IMPROVEMENTS IN BOTH THE GRADUATION and dropout rates for Providence's public schools were offset by slight declines in reading and math proficiency levels, according to the latest report from the city school district.
IMPROVEMENTS IN BOTH THE GRADUATION and dropout rates for Providence's public schools were offset by slight declines in reading and math proficiency levels, according to the latest report from the city school district.

PROVIDENCE – A new progress report on student learning in city schools shows improvement in graduation rates and the dropout rate in 2012-13 and reflects administrative commitment to making more progress.
In an interview with Providence Business News prior to release of the embargoed report on Friday, School Superintendent Susan F. Lusi said that the “On the Move” report on college and career readiness in the district improves on data shared in the previous year’s report, “Opening doors,” but that there is more work to be done.
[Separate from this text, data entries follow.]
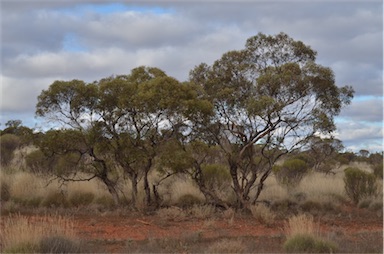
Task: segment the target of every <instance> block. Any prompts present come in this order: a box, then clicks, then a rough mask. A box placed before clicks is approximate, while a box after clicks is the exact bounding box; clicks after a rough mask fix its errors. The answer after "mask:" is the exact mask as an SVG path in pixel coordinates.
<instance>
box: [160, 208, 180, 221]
mask: <svg viewBox="0 0 384 254" xmlns="http://www.w3.org/2000/svg"><path fill="white" fill-rule="evenodd" d="M157 215H158V216H159V217H160V218H161V219H165V220H168V221H183V220H185V218H186V217H187V215H186V213H185V211H183V210H182V209H180V208H178V207H169V208H162V209H159V210H158V211H157Z"/></svg>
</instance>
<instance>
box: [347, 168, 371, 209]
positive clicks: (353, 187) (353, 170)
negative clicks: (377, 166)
mask: <svg viewBox="0 0 384 254" xmlns="http://www.w3.org/2000/svg"><path fill="white" fill-rule="evenodd" d="M344 172H345V176H344V183H345V192H346V194H347V196H348V197H349V198H350V199H351V200H352V202H353V203H354V204H355V205H357V204H358V203H359V201H360V200H362V199H364V198H368V197H373V196H375V195H376V194H377V189H378V188H377V183H376V177H375V175H374V174H372V173H367V172H364V171H363V170H360V169H359V168H355V167H349V168H346V169H345V170H344Z"/></svg>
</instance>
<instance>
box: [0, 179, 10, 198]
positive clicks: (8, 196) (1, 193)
mask: <svg viewBox="0 0 384 254" xmlns="http://www.w3.org/2000/svg"><path fill="white" fill-rule="evenodd" d="M10 197H11V193H10V190H9V185H8V184H7V183H4V182H3V181H0V200H1V201H8V200H9V199H10Z"/></svg>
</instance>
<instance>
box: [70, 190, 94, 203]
mask: <svg viewBox="0 0 384 254" xmlns="http://www.w3.org/2000/svg"><path fill="white" fill-rule="evenodd" d="M94 198H95V195H94V194H93V193H91V192H83V191H74V192H72V193H71V195H69V197H68V201H69V203H70V204H71V205H73V206H86V205H89V204H91V203H92V201H93V199H94Z"/></svg>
In the 2012-13 academic year, the graduation rate in a district of 24,000 students came in at 71 percent, 6 percentage points higher than the year prior, while the dropout rate was 12 percent, about 5 percentage points less than the previous year.
The 2013-14 data will not be available from the R.I. Department of Education until January, she said.
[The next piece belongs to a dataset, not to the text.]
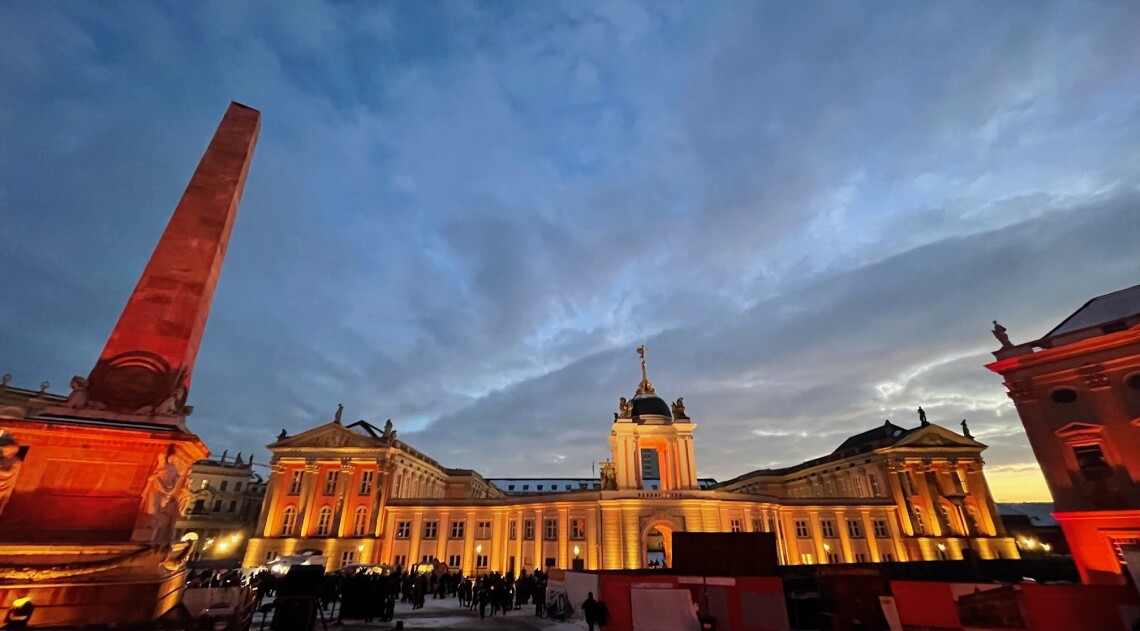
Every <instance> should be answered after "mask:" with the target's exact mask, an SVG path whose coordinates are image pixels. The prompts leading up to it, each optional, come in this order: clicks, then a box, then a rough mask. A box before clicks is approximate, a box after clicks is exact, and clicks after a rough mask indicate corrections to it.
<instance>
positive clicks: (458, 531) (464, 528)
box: [451, 521, 467, 539]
“I want to be at 100 percent graduation rate and zero-percent dropout rate,” Lusi said. “I want to be really clear: we have progress to celebrate, and we still have a lot of work left to do.”
She attributed the improvement to personal plans families sign off on now that keep students engaged and on track in striving toward graduating, as well as a credit recovery program that enables students who may not have passed a course to make up the work.
A legislative change two years ago also requires students who want to sign themselves out without graduating to wait until age 18 instead of 16 and to have a plan in place to pursue a general equivalency diploma.
“It just makes it harder for kids to say, ‘I’m out of here’,” she said.
The full report will be distributed to families, educators and funders at a convocation slated for Monday at 8:30 a.m. at the Providence Career and Technical Academy field house, Lusi said. It also will be made available in the schools and on the district website.
The report also references two new high schools set for opening in 2015-16 that will be in the planning stages this year. The schools, funded with a three-year, $3 million grant from Carnegie Foundation called, “Opportunity by Design,” will use a combination of blended learning – technology and teacher-based instruction.
The schools also will combine “recuperative” and “accelerative” learning, so a student who is ahead in math but behind in reading, for instance, can be taught at the appropriate levels and make progress in both subjects without necessarily studying with the same group for each subject, Lusi said.
Addressing learning gaps, as well as proficiency levels, will be important she said. Regarding proficiency in the report, for which 2013-14 data was available, reading proficiency had dropped to 49 percent from 50 percent the year prior, while math proficiency decreased to 32 percent from 34 percent the year before, the report states.
“We’re on the move,” Lusi said, referring to the need for innovative schools to support gains made in areas like graduation and dropout rates. “We’ve been improving; however, we are improving too slowly. So, we need to move further, faster. These schools are designed to address students we serve who have learning gaps. These schools will be real proof points that we can do things very differently here with much better results.”
New strategies for district-wide improvement added to seven long-standing ones include developing programming for students with social-emotional needs and having the central office function by problem solving, not just giving administrators “yes” or “no” answers when something new is being tried, Lusi said.
Regarding the social-emotional needs that have arisen among students, Lusi said, “We heard more than ever before about disturbing behaviors on the part of really young children that indicated there are some issues that go beyond the academic and learning component and these kids need additional support.”